Mais dans la salle d’audience, deux autres victimes sont venues en ce mercredi après-midi. Leur témoignage est implacable. La première explique qu’elle s’est rendue chez ce chirurgien pour se faire changer vingt dents. Ce dernier lui a « demandé des prix exorbitants, environ 12 000 euros, et je me suis fait avoir. » Mais une fois l’opération réalisée, et payée en liquide, la situation se complique : « Je lui ai demandé une feuille de soins, mais il m’a dit qu’il ferait ça après. Et puis quand je suis revenue, il était parti. » Le docteur s’était envolé pour les États-Unis sans prévenir aucun de ses patients, ni transmettre leur dossier à son remplaçant. « J’ai porté plainte, continue la victime. J’ai vu un autre chirurgien qui m’a annoncé que sur les vingt dents que je devais me faire refaire, seules quatorze avaient été traitées. Et sur ces quatorze, il n’y en avait que huit en céramique, les six autres étant en résine. »

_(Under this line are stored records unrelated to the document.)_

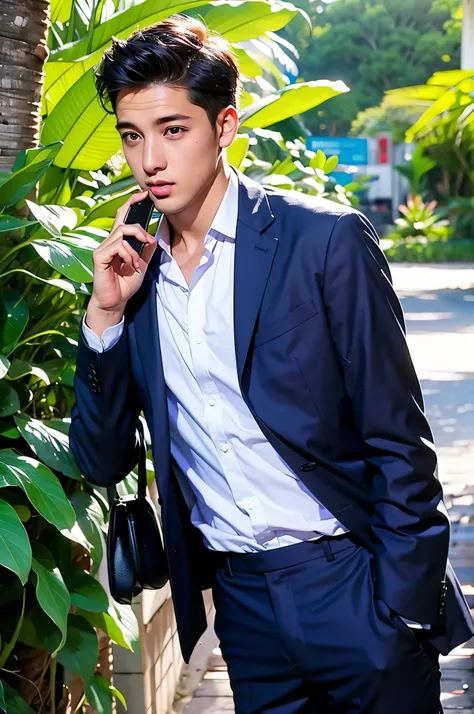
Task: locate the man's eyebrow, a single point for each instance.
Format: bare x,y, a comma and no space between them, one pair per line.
158,122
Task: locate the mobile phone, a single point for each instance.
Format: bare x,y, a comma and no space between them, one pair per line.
139,212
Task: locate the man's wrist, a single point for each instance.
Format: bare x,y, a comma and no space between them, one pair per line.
98,320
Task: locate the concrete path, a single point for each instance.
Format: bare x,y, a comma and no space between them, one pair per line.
438,302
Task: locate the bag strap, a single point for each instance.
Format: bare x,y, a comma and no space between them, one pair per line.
112,493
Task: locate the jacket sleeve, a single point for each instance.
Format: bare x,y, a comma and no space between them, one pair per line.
103,433
409,522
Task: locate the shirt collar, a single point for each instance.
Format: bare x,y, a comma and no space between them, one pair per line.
224,224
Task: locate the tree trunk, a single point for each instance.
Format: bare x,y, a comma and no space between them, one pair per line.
23,52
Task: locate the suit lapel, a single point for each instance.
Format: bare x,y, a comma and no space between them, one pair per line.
254,253
149,351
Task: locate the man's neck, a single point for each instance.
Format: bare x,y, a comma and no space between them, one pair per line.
190,227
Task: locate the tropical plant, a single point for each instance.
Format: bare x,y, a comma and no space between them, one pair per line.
420,219
373,46
444,130
52,521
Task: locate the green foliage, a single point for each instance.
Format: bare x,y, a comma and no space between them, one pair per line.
373,46
422,250
396,120
445,137
56,206
421,219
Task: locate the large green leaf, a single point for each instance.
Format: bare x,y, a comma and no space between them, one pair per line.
28,168
77,118
420,95
449,100
9,430
121,26
40,485
119,633
88,133
243,20
290,101
54,218
4,366
49,445
61,10
15,549
75,263
81,651
9,400
51,591
12,223
57,282
14,316
88,527
38,631
450,77
100,693
86,592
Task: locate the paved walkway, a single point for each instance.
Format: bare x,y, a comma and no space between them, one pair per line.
439,310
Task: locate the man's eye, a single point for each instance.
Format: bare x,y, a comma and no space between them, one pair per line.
176,128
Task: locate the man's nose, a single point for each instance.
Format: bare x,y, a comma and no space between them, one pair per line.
153,158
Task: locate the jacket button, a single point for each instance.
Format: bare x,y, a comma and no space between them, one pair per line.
309,466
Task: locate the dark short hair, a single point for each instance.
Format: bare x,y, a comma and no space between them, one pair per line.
179,51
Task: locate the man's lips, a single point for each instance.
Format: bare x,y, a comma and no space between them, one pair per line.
162,189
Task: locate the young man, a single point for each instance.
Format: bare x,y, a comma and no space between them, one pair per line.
261,337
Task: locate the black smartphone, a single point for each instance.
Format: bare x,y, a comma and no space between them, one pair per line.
139,212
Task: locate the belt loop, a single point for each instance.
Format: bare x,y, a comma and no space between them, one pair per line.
328,550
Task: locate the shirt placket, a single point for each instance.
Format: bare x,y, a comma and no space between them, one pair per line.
214,411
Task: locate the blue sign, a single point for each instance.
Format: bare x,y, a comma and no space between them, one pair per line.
351,152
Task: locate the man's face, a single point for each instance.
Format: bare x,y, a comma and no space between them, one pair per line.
167,138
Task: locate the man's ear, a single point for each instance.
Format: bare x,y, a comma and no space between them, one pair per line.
228,123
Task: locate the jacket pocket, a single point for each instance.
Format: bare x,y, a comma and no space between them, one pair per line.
288,322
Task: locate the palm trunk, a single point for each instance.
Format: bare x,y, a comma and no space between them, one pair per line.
23,52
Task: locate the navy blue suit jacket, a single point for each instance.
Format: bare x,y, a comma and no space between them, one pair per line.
324,366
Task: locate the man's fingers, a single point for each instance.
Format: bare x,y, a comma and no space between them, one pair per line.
148,252
122,211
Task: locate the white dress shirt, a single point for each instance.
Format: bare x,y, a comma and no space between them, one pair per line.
242,495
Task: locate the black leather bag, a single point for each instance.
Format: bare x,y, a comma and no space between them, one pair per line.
136,557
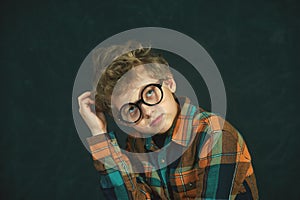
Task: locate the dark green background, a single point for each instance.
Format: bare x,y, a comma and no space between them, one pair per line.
255,44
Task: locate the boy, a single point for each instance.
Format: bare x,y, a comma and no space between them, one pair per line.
138,90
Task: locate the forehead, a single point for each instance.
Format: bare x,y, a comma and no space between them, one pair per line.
129,88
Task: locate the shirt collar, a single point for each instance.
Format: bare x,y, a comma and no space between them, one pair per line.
183,128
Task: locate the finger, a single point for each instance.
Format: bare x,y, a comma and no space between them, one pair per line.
84,95
86,102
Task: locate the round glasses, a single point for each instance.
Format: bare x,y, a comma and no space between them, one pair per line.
151,95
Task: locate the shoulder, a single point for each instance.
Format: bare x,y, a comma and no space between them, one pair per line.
219,130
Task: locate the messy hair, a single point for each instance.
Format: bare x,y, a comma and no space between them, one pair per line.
113,62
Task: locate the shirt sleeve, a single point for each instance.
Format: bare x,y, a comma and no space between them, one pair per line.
116,179
225,163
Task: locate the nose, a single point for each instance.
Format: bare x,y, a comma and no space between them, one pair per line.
147,111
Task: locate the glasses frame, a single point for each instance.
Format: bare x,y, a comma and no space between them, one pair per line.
140,101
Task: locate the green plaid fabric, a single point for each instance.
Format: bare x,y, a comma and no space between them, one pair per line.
215,162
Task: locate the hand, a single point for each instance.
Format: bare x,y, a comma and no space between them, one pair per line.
96,122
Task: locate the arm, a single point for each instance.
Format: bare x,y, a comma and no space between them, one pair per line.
225,164
116,179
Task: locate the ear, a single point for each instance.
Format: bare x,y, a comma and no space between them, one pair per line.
171,84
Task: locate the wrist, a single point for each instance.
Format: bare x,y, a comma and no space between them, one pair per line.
98,132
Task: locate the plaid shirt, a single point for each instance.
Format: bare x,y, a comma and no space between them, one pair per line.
215,163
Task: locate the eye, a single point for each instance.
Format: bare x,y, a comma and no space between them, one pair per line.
149,93
131,109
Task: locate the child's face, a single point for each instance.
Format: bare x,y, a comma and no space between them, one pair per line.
159,114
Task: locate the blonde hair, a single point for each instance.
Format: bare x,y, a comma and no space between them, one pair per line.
113,62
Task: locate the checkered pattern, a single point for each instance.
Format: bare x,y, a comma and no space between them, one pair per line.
215,163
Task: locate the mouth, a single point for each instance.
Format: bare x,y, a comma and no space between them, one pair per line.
157,120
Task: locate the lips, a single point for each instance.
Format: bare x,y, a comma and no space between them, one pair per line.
157,120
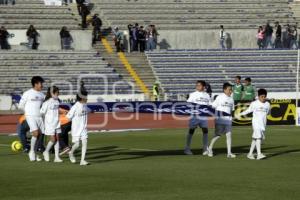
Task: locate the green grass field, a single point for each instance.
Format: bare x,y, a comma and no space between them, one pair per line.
150,165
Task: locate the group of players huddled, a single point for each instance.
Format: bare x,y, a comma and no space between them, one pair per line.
223,124
42,115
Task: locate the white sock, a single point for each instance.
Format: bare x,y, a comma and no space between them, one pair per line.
74,147
83,149
49,146
56,150
258,146
189,140
216,137
228,141
205,141
252,147
32,143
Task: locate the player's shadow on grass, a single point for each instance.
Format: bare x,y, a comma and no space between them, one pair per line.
114,153
282,153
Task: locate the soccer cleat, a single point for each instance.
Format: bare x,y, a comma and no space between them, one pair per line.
261,156
58,160
46,156
251,157
64,151
38,158
210,153
188,151
231,155
31,155
72,158
83,162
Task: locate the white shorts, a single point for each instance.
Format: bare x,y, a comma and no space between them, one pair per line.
258,134
221,129
52,131
78,138
35,123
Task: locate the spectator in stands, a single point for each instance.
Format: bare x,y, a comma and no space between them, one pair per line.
222,37
249,90
79,5
293,38
155,91
286,37
238,89
135,31
32,36
84,13
268,36
13,2
278,43
4,35
66,38
141,39
97,23
68,1
260,37
151,38
118,39
130,27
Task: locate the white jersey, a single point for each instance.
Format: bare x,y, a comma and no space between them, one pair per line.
31,102
225,104
201,98
50,110
260,111
78,114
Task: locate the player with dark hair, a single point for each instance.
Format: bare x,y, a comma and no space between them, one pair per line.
78,115
249,90
223,124
199,97
50,111
260,109
238,89
31,102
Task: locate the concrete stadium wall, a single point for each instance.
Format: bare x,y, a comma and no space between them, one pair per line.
50,39
205,39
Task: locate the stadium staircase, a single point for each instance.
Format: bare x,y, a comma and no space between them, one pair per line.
194,14
26,12
62,68
178,70
133,67
295,6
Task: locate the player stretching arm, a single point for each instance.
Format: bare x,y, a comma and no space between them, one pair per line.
202,98
260,109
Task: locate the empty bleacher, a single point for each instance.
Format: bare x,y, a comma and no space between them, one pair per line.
194,14
26,12
178,70
63,68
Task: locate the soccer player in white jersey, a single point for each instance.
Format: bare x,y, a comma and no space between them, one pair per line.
202,98
31,102
50,111
260,109
78,114
224,103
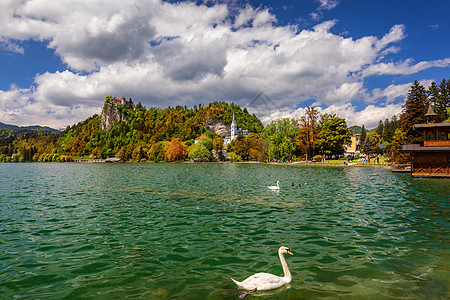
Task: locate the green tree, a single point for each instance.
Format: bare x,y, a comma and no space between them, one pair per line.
307,134
281,134
362,138
333,134
371,143
396,152
414,111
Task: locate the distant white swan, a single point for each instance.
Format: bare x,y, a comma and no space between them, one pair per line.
266,281
274,187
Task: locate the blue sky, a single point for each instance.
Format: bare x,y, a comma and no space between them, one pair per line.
353,58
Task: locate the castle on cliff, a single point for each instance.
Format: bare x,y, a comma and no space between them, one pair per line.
111,113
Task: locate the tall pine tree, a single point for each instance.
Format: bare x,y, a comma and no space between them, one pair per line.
414,111
362,138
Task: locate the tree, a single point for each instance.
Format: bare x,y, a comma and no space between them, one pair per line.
333,134
282,135
440,97
176,150
307,131
362,138
371,143
199,151
397,154
414,111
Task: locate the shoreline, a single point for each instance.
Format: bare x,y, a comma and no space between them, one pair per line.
301,164
309,164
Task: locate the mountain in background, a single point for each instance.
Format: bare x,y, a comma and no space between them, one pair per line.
36,127
356,129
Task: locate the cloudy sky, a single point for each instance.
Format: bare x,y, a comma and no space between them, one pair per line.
60,59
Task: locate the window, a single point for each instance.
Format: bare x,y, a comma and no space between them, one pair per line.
443,134
431,135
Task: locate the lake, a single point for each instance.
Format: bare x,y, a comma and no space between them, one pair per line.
180,231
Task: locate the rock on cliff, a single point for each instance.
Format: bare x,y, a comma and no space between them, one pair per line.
113,111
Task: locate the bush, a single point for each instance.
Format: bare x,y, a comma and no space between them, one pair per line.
234,157
318,157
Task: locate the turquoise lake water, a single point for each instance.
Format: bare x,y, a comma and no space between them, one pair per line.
180,231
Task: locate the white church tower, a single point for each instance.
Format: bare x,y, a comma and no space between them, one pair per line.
233,128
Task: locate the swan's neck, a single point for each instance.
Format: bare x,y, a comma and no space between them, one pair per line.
287,273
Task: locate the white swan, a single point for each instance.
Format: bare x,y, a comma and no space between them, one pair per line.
274,187
266,281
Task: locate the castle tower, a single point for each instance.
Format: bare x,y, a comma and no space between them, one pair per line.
233,128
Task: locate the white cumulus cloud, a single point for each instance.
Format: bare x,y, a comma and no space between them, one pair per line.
163,54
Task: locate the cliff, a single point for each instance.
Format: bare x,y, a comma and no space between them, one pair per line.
113,111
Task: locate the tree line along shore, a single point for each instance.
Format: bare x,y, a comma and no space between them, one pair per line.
132,133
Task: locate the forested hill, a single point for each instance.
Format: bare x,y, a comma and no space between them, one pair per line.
146,128
139,135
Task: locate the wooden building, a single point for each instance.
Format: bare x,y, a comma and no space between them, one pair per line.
432,159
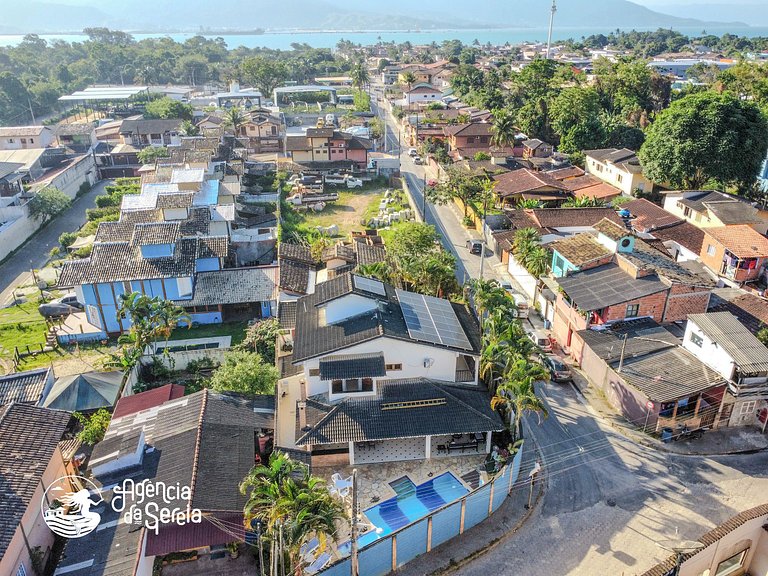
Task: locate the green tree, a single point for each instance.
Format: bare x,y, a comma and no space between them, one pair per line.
168,108
150,154
703,137
94,426
288,500
517,394
48,203
246,373
264,73
503,129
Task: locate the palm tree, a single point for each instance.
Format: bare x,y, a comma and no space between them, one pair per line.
503,129
359,75
583,202
288,500
234,118
516,393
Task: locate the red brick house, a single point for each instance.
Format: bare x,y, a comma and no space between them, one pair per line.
640,281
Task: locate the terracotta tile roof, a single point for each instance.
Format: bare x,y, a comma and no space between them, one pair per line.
580,249
713,536
741,240
149,399
525,180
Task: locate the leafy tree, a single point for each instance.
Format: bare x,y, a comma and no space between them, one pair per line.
246,373
503,129
264,73
150,154
48,203
706,136
94,426
288,500
168,108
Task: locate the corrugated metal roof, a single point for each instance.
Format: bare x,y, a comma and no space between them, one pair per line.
749,354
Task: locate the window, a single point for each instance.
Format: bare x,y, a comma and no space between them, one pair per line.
731,565
696,339
748,408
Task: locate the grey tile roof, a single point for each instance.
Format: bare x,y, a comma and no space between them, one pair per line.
352,366
287,314
234,286
669,374
212,247
29,437
26,387
294,276
296,252
607,285
644,336
156,233
749,354
315,339
436,408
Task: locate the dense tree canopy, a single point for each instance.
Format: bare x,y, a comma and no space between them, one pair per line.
703,137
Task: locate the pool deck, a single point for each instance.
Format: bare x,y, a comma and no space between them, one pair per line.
373,479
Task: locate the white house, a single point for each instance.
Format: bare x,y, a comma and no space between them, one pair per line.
618,167
25,137
421,94
724,344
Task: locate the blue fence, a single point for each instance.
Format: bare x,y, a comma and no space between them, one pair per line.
394,550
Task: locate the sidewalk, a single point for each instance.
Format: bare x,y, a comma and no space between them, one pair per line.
478,540
711,443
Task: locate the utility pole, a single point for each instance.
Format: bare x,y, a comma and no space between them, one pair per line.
551,23
354,562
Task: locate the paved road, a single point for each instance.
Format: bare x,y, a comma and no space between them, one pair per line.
608,501
34,254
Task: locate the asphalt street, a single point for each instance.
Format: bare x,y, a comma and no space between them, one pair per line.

Une dame âgée s’avance à son tour à la barre. L’histoire est semblable à la précédente. « Je suis allée le voir pour la pose d’une prothèse en céramique. Mais je n’ai pas supporté l’intervention. Quand je suis allée le revoir, il n’était plus là. Je n’ai eu aucune facture, il m’a dit que ce n’était pas remboursé alors que j’en avais eu pour 2000 euros. Je me suis rendue chez un autre dentiste pour de nouveaux soins, et là il m’a annoncé que ma prothèse n’était pas en céramique. »
Le président Charpier demande des explications à l’accusé. « L’armature était en résine, certes, mais les dents étaient bien en céramique », jure Philippe qui continue à nier les accusations. Le magistrat l’interroge alors sur son soudain et étrange départ pour les États-Unis. « C’est une décision que nous avions prise avec ma femme il y a un an », précise l’intéressé. « J’ai fait le choix d’arrêter mon travail de dentiste car c’était trop de stress. J’avais trop de patients et je ne pouvais pas les refuser, ça aurait été une faute professionnelle. » « Auriez-vous fait l’Ena ? Parce que vous avez une faculté impressionnante à parler pour ne rien dire », rétorque le juge.

Il détruit le
dossier d’une patiente

La défense de Philippe est de plus en plus friable. Le coup de grâce est porté par la patiente à l’origine des poursuites judiciaires. Cette dernière confie qu’après son opération, elle avait voulu consulter son dossier. Philippe lui avait alors répondu qu’il avait été détruit à la suite d’une inondation dans son cabinet. Seul hic, les enquêteurs ont interrogé le plombier qui était intervenu pour réparer les dégâts, qui n’est autre que le mari de la nièce du dentiste. Ce dernier a indiqué qu’en fait d’inondation, il s’agissait d’une simple fuite et qu’en aucun cas elle n’aurait pu endommager les dossiers des patients. De plus, il a avoué avoir également gonfler la facture du dentiste pour l’assurance. « Peut être a-t-il dit ça parce que nous étions en froid », ne trouvait qu’à répondre l’accusé. Mais plus personne ne croit cet arracheur de dents.
 
Après délibération, le tribunal le condamnait à six mois de prison ferme. Philippe ressortait tête basse de la salle d’audience, avec une nouvelle convocation pour fin janvier 2008. Il lui sera alors signifié le montant des indemnités à verser à ses victimes.